What science is doing with “free-will” experiments is piling up examples of situations like this where people may appear to choose to do something, but some kind of involuntary physical process is involved.  A similar line of attack on traditional philosophy comes from psychology and sociology, where predictions are made (as in the parental religious belief example) that circumscribe the role of “choice” to explaining a shrinking portion of the variation in behavior. This type of evidence is bound to keep moving in one direction and should not surprise anyone – the more variables you add to any model of anything, the more you can statistically explain.  It is a common mistake (see here, for a familiar example from finance) to come to believe that an increasingly detailed and useful model of reality approaches the actual reality.  In a similar vein, science piles up evidence that by manipulating one of the predictive factors of human behavior, a researcher can influence behavior.  The more clever experiments of this sort involve things like subliminal advertising and magnetic manipulation of the brain.

These results are often presented as having sweeping philosophical implications.  I would agree that to the extent that popular discussion of these results leads to changes in beliefs, the implications for culture and history are indeed serious (see here, or here).  But it seems to me that the experiments themselves haven’t introduced anything fundamentally new to the philosophical issue that man didn’t already know for centuries.  The effects of alcohol on judgment, for example, have always served to make the point that physical factors can play a role.  “Free will” has never been properly understood as completely free but rather in constant struggle with other physical (and spiritual) forces, which in some cases are overwhelming.  St. Paul gives a heartfelt description of this predicament in Romans 7:14-25.  The “soul”, with its capacity to “experience” (and to “choose”), appears to me to be in some very mysterious way “grafted on” to the brain.

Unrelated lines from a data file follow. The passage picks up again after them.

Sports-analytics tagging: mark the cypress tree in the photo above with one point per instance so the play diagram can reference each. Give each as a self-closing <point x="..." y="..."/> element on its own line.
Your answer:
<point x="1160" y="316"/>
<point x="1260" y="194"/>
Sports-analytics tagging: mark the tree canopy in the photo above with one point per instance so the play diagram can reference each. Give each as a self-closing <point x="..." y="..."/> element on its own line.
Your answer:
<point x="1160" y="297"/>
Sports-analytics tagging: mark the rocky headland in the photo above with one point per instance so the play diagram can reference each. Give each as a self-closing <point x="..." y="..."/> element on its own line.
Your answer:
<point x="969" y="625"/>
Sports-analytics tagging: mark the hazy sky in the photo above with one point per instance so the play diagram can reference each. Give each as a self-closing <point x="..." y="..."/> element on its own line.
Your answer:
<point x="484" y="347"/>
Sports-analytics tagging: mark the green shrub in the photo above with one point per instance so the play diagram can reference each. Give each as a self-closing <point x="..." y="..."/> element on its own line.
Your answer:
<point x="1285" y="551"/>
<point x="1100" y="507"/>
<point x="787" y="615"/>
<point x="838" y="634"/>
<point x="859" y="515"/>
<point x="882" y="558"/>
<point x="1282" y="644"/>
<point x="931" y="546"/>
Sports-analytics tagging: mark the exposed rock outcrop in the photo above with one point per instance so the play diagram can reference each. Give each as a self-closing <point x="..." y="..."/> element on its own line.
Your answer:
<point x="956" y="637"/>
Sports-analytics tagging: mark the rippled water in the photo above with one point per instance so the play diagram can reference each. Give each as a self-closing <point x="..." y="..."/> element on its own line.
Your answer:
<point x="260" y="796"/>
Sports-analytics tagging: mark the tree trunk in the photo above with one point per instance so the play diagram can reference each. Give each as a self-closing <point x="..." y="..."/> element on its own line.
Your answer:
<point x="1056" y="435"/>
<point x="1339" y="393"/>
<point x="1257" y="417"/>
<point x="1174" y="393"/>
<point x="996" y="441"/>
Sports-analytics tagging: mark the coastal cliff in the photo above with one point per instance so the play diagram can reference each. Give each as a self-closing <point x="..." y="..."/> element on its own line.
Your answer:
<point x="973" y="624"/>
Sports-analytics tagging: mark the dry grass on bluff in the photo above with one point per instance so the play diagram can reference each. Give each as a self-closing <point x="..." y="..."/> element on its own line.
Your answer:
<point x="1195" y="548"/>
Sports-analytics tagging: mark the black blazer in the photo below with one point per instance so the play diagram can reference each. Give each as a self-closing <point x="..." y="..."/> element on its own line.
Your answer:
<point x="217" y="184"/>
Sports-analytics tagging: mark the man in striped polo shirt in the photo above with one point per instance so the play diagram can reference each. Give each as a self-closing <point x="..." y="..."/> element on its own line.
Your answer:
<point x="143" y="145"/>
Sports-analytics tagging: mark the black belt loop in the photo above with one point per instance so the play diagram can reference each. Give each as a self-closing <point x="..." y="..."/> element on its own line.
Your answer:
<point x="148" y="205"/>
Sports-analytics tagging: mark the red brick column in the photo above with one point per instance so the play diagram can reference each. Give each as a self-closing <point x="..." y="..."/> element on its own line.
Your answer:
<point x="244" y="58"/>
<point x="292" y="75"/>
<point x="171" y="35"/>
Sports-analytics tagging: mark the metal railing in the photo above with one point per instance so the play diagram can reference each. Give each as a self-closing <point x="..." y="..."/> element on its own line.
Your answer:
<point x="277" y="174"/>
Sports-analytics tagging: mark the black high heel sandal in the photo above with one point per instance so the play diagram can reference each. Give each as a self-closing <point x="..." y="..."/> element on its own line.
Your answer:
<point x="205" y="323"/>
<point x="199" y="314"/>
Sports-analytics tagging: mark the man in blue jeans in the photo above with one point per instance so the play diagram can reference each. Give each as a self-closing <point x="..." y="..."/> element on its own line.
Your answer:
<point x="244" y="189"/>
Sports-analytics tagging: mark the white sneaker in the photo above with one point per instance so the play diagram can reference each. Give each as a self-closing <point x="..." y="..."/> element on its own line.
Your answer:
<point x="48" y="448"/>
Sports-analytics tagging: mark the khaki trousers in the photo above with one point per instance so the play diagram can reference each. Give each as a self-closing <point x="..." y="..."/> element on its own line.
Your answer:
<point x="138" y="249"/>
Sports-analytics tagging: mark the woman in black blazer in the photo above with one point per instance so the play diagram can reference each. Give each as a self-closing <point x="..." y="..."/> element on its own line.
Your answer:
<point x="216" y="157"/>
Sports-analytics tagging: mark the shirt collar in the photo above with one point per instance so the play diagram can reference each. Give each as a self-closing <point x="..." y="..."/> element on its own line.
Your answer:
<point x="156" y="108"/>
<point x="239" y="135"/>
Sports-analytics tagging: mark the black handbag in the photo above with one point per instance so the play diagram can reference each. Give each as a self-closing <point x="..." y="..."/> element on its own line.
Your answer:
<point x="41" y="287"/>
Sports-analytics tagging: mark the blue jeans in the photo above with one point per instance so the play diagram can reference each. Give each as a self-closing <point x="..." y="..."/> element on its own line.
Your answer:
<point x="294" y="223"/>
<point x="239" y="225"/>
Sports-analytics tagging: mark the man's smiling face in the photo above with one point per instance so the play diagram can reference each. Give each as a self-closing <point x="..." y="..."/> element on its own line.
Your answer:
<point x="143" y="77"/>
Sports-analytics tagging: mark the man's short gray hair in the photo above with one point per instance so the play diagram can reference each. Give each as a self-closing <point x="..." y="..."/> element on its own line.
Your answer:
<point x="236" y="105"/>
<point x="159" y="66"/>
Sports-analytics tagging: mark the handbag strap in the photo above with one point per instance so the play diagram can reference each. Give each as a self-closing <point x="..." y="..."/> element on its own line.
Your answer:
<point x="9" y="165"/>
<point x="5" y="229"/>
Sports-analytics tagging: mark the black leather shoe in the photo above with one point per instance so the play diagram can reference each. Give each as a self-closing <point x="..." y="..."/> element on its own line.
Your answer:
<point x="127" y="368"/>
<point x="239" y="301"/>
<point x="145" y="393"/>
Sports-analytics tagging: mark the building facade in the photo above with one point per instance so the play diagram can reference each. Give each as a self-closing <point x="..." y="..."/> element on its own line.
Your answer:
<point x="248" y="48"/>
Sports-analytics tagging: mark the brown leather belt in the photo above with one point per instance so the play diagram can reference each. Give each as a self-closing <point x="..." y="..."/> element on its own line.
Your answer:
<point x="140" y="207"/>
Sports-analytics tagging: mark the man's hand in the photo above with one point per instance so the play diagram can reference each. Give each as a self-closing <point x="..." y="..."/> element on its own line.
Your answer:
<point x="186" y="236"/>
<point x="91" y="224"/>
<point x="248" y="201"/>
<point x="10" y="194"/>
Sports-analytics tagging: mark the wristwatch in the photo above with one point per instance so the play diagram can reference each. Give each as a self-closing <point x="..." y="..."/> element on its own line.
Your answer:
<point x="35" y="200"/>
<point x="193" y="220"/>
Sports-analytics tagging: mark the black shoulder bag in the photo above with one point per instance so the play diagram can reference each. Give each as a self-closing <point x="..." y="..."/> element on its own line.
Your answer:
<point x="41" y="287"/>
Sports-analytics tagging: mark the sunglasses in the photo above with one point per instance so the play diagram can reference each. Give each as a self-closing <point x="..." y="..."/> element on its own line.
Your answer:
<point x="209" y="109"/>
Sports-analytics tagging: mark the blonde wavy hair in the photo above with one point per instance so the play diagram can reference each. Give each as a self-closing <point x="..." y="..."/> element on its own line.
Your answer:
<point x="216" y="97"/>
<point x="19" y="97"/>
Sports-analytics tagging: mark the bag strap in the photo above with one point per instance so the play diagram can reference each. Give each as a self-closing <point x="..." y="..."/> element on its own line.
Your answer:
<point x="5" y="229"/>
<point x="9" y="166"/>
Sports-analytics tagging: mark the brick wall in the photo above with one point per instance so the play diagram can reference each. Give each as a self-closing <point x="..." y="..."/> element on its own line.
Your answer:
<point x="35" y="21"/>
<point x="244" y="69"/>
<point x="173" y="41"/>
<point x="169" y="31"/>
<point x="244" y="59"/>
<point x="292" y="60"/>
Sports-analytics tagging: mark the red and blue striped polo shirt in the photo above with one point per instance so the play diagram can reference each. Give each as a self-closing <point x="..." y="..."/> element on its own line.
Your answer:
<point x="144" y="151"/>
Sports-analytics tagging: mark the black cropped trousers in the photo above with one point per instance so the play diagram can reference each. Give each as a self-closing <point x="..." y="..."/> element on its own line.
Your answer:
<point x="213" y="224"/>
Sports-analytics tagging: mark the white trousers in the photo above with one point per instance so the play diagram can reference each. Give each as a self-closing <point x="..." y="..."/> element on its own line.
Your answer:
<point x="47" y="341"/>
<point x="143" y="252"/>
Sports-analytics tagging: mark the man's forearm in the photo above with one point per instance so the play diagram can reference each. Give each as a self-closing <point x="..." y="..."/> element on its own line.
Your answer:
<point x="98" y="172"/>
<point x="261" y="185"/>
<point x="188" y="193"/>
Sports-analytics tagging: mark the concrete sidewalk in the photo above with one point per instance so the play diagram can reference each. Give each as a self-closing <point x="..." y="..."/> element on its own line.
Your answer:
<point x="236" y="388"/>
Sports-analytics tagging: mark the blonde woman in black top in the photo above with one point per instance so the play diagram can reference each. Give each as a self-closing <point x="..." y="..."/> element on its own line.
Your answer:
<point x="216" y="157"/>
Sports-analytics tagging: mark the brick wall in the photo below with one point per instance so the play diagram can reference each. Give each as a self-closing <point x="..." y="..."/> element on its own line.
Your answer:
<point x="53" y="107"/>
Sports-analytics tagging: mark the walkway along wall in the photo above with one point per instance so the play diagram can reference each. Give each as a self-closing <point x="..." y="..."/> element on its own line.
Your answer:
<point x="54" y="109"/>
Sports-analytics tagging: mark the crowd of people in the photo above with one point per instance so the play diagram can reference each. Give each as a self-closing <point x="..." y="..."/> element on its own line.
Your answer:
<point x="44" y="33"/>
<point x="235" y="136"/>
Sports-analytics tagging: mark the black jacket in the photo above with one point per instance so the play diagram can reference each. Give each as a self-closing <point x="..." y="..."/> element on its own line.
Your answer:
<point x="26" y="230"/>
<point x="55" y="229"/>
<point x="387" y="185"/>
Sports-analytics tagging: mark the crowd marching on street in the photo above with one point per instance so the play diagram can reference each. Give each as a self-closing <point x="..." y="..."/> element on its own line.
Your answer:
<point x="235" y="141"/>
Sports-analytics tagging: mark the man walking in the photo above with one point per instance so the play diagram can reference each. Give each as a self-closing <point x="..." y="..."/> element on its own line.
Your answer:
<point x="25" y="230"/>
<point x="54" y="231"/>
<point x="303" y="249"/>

Skeptics point out that we have no way of observing a “disembodied mind”, and claim that this means the brain and the soul are the same thing.  To them, every experiment that fails to detect free will, or the soul, or God, is simply one more strike against these old-fashioned ideas.  It’s reminiscent of the old story of Soviet cosmonauts orbiting the earth and confidently reporting back that they found no God there.  To the believer, these things are not to be found in the physical universe, and we should not expect science to see them, any more than Hamlet should expect to find Shakespeare by searching Denmark (see “The Seeing Eye”, by C.S. Lewis).